I am trying to implement the quantize version of MobilenNet v1 in OpenCL. I have referenced the method that you have provided in https://arxiv.org/pdf/1712.05877.pdf . I am using pretrained Mobilnet weights from the tflite file. I have got all the required quantization parameters Eg: S1 S2 and S3 from the tflite file.
The only issue is converting the accumulator back from int32 to uint8.
In the gemmlowp kernel it uses the min and max of the output tensor to quantize the accumulator from int32 to uint8, But for my implementation as I am using OpenCL, I cannot get the min and max values of the output tensor at runtime, I will have to write additional logic at the host side which will incur additional execution time.

M = (S1*S2)/S3
To quantize the accumulator currently, i am using q = ((int32 * M ) + bias)
But this output does not match with intermediate output obtained from the tensorflow lite api.

Our quantization scheme (that paper) assumes that the min-max range of all arrays involved, including the output activation tensor, are given. I don't know how to perform quantized inference in a way that's efficient and accurate without that datum.

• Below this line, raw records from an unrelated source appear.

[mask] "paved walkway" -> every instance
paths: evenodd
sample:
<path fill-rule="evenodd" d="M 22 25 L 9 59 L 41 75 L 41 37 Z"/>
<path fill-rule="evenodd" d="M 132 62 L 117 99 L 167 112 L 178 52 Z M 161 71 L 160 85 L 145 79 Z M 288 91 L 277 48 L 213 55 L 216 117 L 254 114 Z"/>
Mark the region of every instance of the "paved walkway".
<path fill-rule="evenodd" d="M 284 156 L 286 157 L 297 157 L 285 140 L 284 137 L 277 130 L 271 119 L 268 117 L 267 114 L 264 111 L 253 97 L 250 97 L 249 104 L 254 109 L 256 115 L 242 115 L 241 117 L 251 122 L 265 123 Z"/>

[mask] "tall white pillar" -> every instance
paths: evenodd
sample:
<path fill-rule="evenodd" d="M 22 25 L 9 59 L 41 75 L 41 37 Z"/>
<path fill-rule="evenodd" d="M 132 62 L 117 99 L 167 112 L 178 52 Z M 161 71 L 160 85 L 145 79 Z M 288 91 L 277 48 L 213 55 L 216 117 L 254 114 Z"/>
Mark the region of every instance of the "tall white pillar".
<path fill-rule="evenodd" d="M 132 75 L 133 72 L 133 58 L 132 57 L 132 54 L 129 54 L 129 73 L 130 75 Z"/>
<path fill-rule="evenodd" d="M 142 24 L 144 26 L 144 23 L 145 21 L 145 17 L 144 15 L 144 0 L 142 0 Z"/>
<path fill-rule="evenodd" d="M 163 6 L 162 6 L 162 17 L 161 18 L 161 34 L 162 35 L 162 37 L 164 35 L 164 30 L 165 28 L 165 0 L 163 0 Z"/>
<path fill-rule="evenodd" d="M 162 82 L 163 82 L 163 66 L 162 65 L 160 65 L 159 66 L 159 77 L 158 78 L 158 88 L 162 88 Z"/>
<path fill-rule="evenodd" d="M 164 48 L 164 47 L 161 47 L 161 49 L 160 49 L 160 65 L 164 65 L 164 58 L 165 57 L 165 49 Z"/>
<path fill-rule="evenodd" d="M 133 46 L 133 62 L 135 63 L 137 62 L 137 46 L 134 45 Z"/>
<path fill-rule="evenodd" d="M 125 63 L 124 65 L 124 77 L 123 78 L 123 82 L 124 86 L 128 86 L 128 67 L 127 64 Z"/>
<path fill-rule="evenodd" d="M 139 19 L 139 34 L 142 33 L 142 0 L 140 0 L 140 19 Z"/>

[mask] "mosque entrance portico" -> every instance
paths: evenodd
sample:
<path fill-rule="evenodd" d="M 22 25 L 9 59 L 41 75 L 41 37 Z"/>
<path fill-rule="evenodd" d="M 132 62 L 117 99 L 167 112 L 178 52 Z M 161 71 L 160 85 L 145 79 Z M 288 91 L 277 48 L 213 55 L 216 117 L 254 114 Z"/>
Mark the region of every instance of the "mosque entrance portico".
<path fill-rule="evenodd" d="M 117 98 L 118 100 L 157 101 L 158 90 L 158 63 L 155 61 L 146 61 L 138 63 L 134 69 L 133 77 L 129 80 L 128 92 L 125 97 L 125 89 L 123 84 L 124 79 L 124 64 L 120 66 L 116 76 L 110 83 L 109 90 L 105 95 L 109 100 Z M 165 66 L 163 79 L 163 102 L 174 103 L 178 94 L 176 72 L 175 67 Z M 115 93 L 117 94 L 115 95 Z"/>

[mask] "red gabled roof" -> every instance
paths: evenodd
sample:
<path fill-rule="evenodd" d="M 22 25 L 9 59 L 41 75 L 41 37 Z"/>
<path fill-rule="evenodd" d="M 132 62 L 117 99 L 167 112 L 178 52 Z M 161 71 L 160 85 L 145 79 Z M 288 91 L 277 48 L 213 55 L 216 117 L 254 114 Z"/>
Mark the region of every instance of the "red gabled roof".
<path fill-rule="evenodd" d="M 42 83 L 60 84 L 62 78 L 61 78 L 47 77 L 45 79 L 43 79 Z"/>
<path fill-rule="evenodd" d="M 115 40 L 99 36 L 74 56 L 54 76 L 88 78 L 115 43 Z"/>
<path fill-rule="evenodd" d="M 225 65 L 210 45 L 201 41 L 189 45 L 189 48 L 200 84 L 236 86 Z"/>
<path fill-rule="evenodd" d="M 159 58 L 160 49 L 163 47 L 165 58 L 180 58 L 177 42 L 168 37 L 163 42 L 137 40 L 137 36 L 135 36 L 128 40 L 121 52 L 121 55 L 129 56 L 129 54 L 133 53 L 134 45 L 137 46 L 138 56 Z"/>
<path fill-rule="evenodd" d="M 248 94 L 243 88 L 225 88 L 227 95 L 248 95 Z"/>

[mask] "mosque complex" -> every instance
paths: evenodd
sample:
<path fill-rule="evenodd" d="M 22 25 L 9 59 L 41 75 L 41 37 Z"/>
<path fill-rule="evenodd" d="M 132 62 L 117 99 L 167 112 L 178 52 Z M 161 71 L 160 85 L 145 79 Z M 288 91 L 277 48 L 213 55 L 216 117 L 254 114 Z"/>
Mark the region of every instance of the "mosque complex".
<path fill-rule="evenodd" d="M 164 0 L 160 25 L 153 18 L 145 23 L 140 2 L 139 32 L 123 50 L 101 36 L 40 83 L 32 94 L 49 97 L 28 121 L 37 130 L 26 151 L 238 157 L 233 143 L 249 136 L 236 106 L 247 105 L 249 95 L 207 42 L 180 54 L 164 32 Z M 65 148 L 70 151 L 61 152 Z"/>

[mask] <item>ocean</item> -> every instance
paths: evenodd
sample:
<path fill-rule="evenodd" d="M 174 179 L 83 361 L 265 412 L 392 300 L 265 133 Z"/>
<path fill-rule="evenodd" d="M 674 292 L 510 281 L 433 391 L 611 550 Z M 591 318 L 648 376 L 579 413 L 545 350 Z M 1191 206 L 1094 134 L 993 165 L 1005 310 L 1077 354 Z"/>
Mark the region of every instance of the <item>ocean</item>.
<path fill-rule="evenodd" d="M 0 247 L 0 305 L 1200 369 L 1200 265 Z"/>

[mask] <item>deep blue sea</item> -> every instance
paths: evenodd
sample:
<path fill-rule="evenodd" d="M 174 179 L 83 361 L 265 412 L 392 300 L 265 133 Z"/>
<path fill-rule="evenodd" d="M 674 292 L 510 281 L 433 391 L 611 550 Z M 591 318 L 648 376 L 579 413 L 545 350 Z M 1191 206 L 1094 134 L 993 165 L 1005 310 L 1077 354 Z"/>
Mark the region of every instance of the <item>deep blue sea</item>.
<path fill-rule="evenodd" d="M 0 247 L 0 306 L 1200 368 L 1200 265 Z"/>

I am using the data provided by the "mobilenet_v1_1.0_224_quant.tflite"
So the tflite files provide me with the following details for the first layer.
input : -1 ≤ 0.0078125 * (q - 128) ≤ 0.9921875
weights : -3.265998125076294 ≤ 0.02182667888700962 * (q - 151) ≤ 2.2779781818389893
bias : 0.00017052092880476266 * q

so from the above data, I assume
S1 = 0.0078125
S2 = 0.02182667888700962
S3 = 0.00017052092880476266
Z1 = - 128
Z2 = - 151
Z3 = 0
Thus the Quantization Multiplier
M = (S1*S2)/S3
After Converting into fixed point multiplier becomes
int Multiplier = 1992157696
Bit shift = 7

final op =( (op(convolution int32) * Multiplier )/2^31 ) >> Shift

There is a slight difference between the op generated by the tflite code using tesorflow and the op generated by my code for the 1st layer.
Eg: myop = 161,
tensorflow lite = 163

But i think this difference amplifies and at the end i get wrong clasification

is the procedure right?

Thank you @bjacob

@kmhatre14 have you fixed the accuracy problem ? after the matrix multiplication, the error will enlarge.

The small difference in the output does not affect the classification. The output of our activation map is 99% similar to the activation maps generated by the Tflite. This does not affect the classification though and the confidence is also 99% same as the Tflite output.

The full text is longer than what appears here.